For afternoon tea, it is best to choose light foods which fill you up like curd cheese with honey, natural yogurt with dried fruit and nuts, brown toast with unripened cheese, cottage cheese with quince or a piece of fruit or some fruit salad.
 
Light suppers
At dinner time, since digestion is slower during pregnancy, it is preferable to eat smaller amounts.
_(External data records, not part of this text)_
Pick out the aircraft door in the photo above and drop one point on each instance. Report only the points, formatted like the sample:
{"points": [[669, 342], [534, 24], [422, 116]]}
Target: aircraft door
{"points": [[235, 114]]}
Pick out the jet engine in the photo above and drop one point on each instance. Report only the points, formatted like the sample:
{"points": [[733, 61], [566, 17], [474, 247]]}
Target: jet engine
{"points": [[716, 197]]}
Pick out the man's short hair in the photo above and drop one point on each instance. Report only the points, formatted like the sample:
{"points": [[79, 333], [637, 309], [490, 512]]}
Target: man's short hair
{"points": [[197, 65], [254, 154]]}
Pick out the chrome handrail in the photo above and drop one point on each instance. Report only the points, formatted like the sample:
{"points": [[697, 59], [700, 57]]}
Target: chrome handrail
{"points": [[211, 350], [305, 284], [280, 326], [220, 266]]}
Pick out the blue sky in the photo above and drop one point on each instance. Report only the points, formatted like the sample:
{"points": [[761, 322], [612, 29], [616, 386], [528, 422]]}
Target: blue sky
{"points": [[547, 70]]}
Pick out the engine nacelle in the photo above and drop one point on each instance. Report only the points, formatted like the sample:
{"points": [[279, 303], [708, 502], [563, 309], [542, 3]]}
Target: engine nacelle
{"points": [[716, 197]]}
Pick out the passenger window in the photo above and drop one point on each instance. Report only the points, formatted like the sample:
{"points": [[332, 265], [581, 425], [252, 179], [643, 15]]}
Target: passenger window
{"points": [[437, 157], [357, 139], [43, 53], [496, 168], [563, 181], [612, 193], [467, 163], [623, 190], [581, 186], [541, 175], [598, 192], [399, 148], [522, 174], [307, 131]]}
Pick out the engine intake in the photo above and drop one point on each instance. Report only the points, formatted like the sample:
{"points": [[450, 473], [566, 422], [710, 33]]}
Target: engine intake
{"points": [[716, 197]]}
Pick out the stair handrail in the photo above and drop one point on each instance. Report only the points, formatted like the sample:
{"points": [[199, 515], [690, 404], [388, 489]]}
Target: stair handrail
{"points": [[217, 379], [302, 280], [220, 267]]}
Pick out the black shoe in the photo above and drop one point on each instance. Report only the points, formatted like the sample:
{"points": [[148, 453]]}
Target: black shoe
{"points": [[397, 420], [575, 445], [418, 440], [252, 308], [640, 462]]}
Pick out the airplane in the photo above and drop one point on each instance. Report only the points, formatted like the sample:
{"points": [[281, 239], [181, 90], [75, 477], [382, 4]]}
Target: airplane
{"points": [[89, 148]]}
As well as salads, which are very refreshing and full of nutritious properties, you can choose between a vegetable soup or cold courgette, spinach and cheese soup. This is a very easy recipe containing lots of vitamins. The vegetables are boiled in a pan and once they are cooked some of the water is removed so that the soup is not too watery. Add a few portions of cheese, place everything in a blender in order to make the soup and season.
 
This recipe can also be made by adding Roquefort cheese, which gives it a stronger flavour. Other dinner suggestions are endives with unripened cheese, salmon and kiwi, baked trout with tomato, grilled anchovies with lettuce hearts and hake in a sauce.
 
You can also make some delicious chicken kebabs. You make a citrus marinade from fresh orange and lemon juice, a bit of chilli, a crushed clove of garlic, olive oil and salt. All of these ingredients are mixed together in a bowl and the marinade is left in the fridge until it is required.
 
Meanwhile, you take several large kebab skewers and alternate pieces of chicken with orange segments and chopped onion on each one.  Leave them to marinate for at least an hour and then grill them for between 5 and 8 minutes, drizzling them with the citrus marinade from time to time and then serve them.